What percentage equals duplicate content for Google?
It is estimated that approximately 25 to 30 percent of all web content is duplicate. That’s because different quotes, case studies, and tips are shared across the Internet on different websites.
But that’s usually considered “duplicate content” that should be penalised by Google. It’s important to look at that in full context.
However, if you do duplicate content with the idea of plagiarising it, that usually leads to Google penalties. In addition to plagiarism, creating content that’s not unique to each page on your own website can also lead to the same problem.
The second scenario is something that local businesses often run into.
When local businesses have to create different product or service pages, or different location-specific landing pages, they run into the potential problem of duplicating content.
The general rule is that such duplicate content must be avoided.
But … what percentage equals duplicate content for Google?
Is it 10%? 20%? 50%?
This was the question that Bill Hartzer on Twitter recently asked Google’s John Muller.
“Is there a percentage that represents duplicate content?
For example, should we be trying to make sure pages are at least 72.6 percent unique than other pages on our site?
Does Google even measure it?”
Google’s John Mueller responded that there is no fixed percentage or number that Google uses to measure duplicate content.“There is no number (also how do you measure it anyway?),” replied John Mueller.
So, how does Google detect duplicate content?
If there is no specific number, how does Google exactly detect duplicate content?
We have 2 quotes from Google search experts that may share some insights into it.
The first bit of information came from Matt Cutts in 2013. According to Matt:
“[When Google finds bits and pieces of duplicate content on a web page, they] try to group it all together and treat if it is just one piece of content.
“It’s just treated as something that we need to cluster appropriately. And we need to make sure that it ranks correctly.”
Matt also explained that Google first (1) chooses which pages to show on the SERPs for a specific query and (2) then filters out duplicate pages so the user experience can be improved.
The second bit of information came from Gary Illyes in 2020 during the Search Off the Record podcast, while discussing if duplicate content detection and canonicalisation are the same things.
Gary Illyes explained:
“First, you have to detect the dupes, basically cluster them together, saying that all of these pages are dupes of each other, and then you have to basically find a leader page for all of them.
And that is canonicalization.
So, you have the duplication, which is the whole term, but within that, you have cluster building, like dupe cluster building, and canonicalization.“
Then Gary Illyes explained how Google detects duplicate content:
“So, for dupe detection, what we do is, well, we try to detect dupes.

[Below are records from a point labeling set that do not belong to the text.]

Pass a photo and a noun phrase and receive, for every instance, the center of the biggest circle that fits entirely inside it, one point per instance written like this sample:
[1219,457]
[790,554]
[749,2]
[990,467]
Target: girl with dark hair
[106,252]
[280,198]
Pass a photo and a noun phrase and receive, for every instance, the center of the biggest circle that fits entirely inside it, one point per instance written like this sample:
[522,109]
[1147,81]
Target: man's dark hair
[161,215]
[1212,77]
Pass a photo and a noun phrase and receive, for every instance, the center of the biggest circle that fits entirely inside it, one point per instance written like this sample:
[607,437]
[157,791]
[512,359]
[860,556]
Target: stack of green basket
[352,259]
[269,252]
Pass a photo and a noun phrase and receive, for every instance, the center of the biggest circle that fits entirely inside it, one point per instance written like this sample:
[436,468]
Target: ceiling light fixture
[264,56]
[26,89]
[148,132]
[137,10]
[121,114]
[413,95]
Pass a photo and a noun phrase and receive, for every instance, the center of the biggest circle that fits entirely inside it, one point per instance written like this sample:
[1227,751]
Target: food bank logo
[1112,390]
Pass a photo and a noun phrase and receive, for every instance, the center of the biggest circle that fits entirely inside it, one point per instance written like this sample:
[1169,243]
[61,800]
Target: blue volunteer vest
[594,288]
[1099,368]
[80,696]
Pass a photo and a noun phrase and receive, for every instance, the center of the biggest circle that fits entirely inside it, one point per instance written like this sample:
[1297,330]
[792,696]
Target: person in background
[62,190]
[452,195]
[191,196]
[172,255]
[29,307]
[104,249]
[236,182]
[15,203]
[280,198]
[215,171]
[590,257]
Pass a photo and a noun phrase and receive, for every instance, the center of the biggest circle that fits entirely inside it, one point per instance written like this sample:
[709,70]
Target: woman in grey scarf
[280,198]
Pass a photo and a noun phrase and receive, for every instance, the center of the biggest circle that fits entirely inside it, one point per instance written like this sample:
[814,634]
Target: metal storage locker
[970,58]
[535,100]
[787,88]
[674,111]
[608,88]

And how we do that is perhaps how most people at other search engines do it, which is, basically, reducing the content into a hash or checksum and then comparing the checksums.”
You can read more about checksums here.
Here are a few resources on detecting duplicate content:
More importantly, however, local businesses should focus on avoiding duplicate content in the first place.
Here are a few tips to help you with that:
- Organize your content in thematically related topic clusters with unique H1 headings and meta titles.
- Redirects duplicate pages if you only want to keep one version.
- If you want to keep both versions on your website for some reason but want Google to only index one page, use canonicalization.
- For the master versions, always use a self-referential canonical tag.
- Avoid parameterized URLs as Google can index parameterized URLs on the SERPs in addition to the main URL, creating duplicate versions of a page in the Google index.